VATICAN CITY — Amid the buzz created by Pope’s Benedict XVI’s announcement that he will retire, it could be easy to miss the fact that his last public Mass as Pope will be on Ash Wednesday and not in the normal location for the first day of Lent.
“It’s very clear that St. Peter’s is a much bigger church than Santa Sabina in Aventino, so, for a celebration in which we expect there will be a lot of faithful, bishops and cardinals who wish to be present to pray together with the Pope, St. Peter’s Basilica was chosen spontaneously,” Father Federico Lombardi told Catholic News Agency Feb. 12.
“It’s a natural motive of space, and it’s also necessary to bear in mind that this will probably be the last big liturgical celebration, the last Mass, presided over by the Pope with the cardinals."
“So, it’s normal that it occurs in his church, in St.

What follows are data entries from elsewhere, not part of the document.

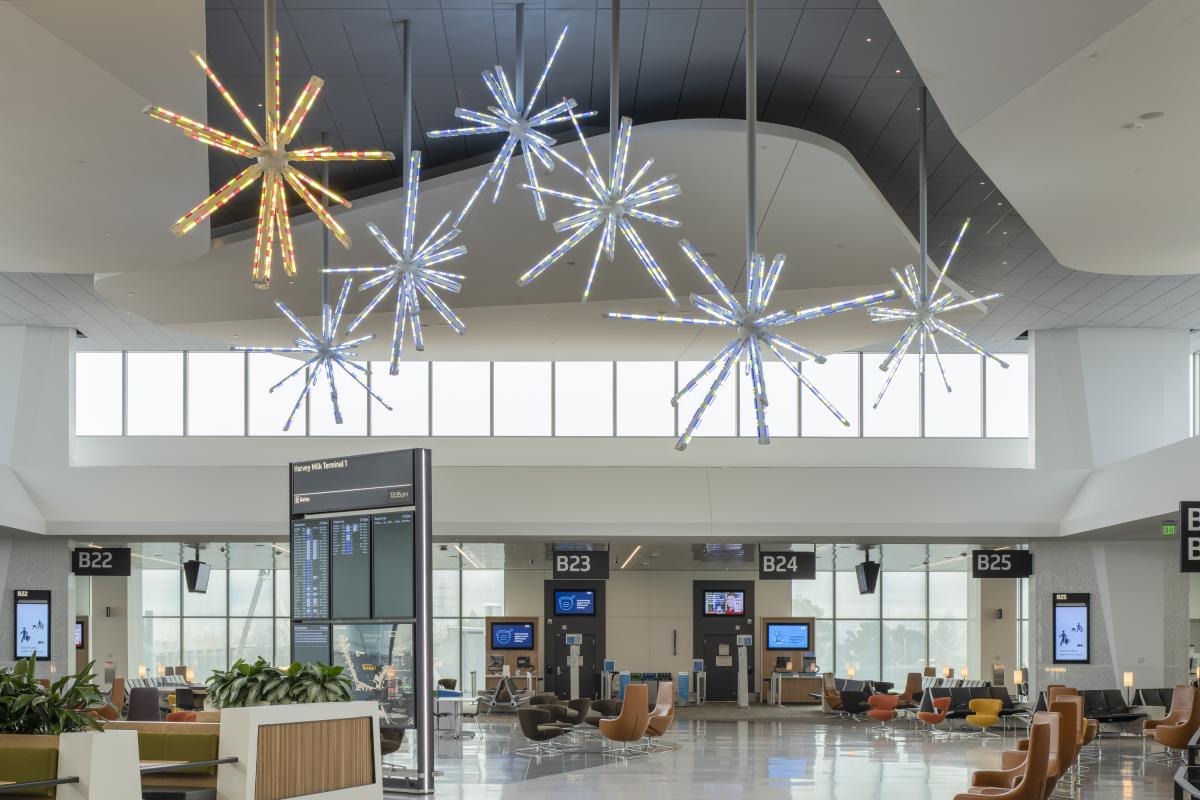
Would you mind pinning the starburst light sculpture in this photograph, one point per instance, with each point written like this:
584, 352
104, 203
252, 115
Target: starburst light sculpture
613, 205
924, 320
754, 331
271, 162
409, 275
521, 126
324, 354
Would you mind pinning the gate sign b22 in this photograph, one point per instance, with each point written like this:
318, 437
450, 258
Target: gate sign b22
581, 564
1001, 564
1189, 541
786, 565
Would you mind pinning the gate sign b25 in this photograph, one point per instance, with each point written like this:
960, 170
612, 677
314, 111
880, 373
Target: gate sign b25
786, 565
1189, 540
581, 564
1001, 564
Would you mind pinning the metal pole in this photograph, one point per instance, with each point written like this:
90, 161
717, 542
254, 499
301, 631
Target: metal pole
751, 125
407, 97
615, 83
270, 96
520, 65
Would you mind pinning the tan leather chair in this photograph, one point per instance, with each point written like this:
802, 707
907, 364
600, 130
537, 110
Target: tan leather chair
663, 716
1175, 734
1062, 738
117, 696
1032, 783
630, 726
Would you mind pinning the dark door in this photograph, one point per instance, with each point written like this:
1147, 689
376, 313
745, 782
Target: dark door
589, 673
720, 665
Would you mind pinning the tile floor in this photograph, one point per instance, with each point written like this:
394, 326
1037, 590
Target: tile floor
834, 761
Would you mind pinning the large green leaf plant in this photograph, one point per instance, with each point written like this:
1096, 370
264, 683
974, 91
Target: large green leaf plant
29, 708
261, 684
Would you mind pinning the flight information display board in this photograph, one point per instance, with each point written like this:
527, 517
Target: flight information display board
391, 579
311, 643
349, 567
310, 569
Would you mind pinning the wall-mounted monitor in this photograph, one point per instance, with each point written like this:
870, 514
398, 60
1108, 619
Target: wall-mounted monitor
31, 635
789, 636
725, 603
513, 636
581, 602
1072, 631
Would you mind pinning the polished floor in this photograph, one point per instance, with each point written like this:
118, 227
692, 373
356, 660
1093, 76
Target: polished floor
833, 761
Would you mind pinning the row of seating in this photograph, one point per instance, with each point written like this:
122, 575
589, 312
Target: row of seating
625, 722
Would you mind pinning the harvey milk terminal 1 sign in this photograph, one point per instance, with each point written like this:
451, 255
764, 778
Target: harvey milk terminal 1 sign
352, 482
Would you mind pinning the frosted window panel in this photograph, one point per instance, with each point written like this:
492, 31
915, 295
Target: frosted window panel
483, 593
838, 380
897, 414
250, 638
155, 394
269, 410
216, 394
850, 602
352, 398
204, 645
955, 413
643, 398
1008, 396
814, 597
783, 401
858, 647
99, 394
904, 650
408, 395
209, 603
720, 419
948, 595
521, 398
583, 398
904, 595
462, 396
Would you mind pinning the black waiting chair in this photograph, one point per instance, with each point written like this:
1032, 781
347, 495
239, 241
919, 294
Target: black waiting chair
538, 727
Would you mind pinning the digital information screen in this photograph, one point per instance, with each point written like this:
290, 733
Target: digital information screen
349, 567
582, 602
391, 569
310, 569
33, 631
787, 636
1072, 637
310, 643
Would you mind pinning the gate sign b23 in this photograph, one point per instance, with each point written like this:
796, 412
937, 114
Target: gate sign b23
1189, 540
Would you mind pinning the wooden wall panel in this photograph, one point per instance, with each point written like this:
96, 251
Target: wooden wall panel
303, 758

Peter’s Basilica,” the Vatican spokesman said.
Pope Benedict XVI was scheduled to preside over the traditional Lenten Stations of the Cross at Sant’ Anselmo Church, followed by a procession to Santa Sabina Basilica on Rome’s Aventine Hill.
The traditional procession is composed of cardinals, archbishops, bishops, the Benedictine monks of Sant’ Anselmo, the Dominican friars of Santa Sabina and laypeople.

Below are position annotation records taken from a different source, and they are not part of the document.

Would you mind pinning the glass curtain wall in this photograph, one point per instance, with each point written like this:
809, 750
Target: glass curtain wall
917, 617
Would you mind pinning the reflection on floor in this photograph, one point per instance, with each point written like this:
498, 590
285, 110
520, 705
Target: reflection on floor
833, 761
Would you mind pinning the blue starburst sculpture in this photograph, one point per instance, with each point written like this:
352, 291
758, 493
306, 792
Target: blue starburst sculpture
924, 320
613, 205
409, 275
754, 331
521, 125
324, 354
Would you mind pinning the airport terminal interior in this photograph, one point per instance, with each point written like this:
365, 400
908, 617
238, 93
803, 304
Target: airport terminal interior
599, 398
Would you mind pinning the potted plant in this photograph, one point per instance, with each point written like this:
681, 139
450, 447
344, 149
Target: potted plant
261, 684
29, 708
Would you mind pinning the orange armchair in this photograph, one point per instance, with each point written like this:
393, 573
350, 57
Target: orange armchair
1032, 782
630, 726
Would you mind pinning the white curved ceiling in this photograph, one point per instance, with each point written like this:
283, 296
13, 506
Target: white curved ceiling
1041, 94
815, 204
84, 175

As the Pope, cardinals, bishops and faithful make their way between the two churches, they sing the Litany of the Saints.
When they arrive at Santa Sabina, the Pope celebrates Mass, receives ashes and places them on the foreheads of those who come forward to receive them.
The practice of beginning the Lenten season of prayer and penance has begun this way since Pope John XXIII first started the tradition in 1961.
The Pope will also hold a general audience on Feb. 27 and recite the Angelus from his apartment window overlooking St. Peter’s Square two more times before he retires.